- The Washington Times - Wednesday, April 26, 2006

Friends of mine decided to sell their town house and immediately knew what they had to do to demand top-dollar if not multiple contracts: Get the house in shape.

A couple of weeks, two contractors and more than $10,000 later, they had new carpet; new kitchen appliances with white flooring; repainted walls including demolition of a mirrored wall; a power-washed and restained deck; and a few plumbing issues remedied.

Once all the work was done, they sat back in their newly revamped dwelling and sighed, “Why didn’t we do this sooner?”

The investment was quite small when you consider the benefit, but many homeowners wait until it’s time to sell the house before they replace all the items of their home that have been bugging them for years.

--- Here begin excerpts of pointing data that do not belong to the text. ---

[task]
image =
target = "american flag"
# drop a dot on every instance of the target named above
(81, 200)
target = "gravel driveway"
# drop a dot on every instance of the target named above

Giving your home a face-lift could be more affordable than you think. This was especially brought to mind during a visit to one of my favorite restaurants.

Visiting the restroom, I was appalled at the condition: old plywood; an old mirror losing its reflective backing; mildewed caulking; and a stench very unbecoming this particular establishment.

A bathroom is probably one of the easiest and most affordable rooms to refurbish and provide a “wow-factor” for buyers coming into your home. I’m not even talking about a complete remodeling, just a face-lift that can change the room’s look and shift your personal feelings about the room.

Think about it. When you walk into a 20- to 30-year-old home, would you be more excited about one with the original vanity, sink, faucet, shower door, mirrors and lighting? Or would you prefer seeing fresh paint, upgraded hardware, a modern vanity, and a dual shower head like those found in most fine hotels? In addition, how would you like to create that kind of wow-factor for less than $1,000? It can be done.

Looking over a few large home improvement Web sites will give you a grasp of how attainable this face-lift can be.

What you want to spend on the bath is up to you. You can upgrade your shower head for as little as $6 for a low-grade plastic energy saver model or as much as $3,750 for a multiple-head shower tower.

We’ll keep our budget a little in the middle for a run-of-the-mill bathroom, that WarmlyYours.com says is about 100 square feet.

• Sinks, $150 to $400. This can be as bland or fancy as you want.

• Vanity, $150 to $900. For every bland or fancy sink, there’s a vanity to match.

• Faucet hardware, $30 to $100. There are hundreds of models from which to choose — from chrome to polished brass.

• Lights, $50 to $100. Again lots of choices.

• Towel racks and miscellaneous, $50 to $100.

• Paint and caulking, $50 to $100.

• Flooring, $45 to $100.

Obviously, you can push the budget up a lot higher. However, I’m talking about a budget-conscious face-lift, complete with a wow-factor, not gutting the bathroom for complete remodeling.

Your face-lift can cost a few hundred dollars or a couple thousand. But here are a few fix-its that are really, really cheap, require a very minimal investment and just some good old-fashioned elbow grease.

• Deep cleaning: Maybe all this room needs is just a good cleaning. Think sanitizing. Really get down to the nitty-gritty and cut the grease in all the crevices. Kill the mildew with a commercial spray.

• Recaulk: Remove old caulk and recaulk the whole bath.

• Regrout: Do the floor and shower tiles.

Before you invest a lot of money to make the next owner happy with your home, renovate so that you enjoy it yourself.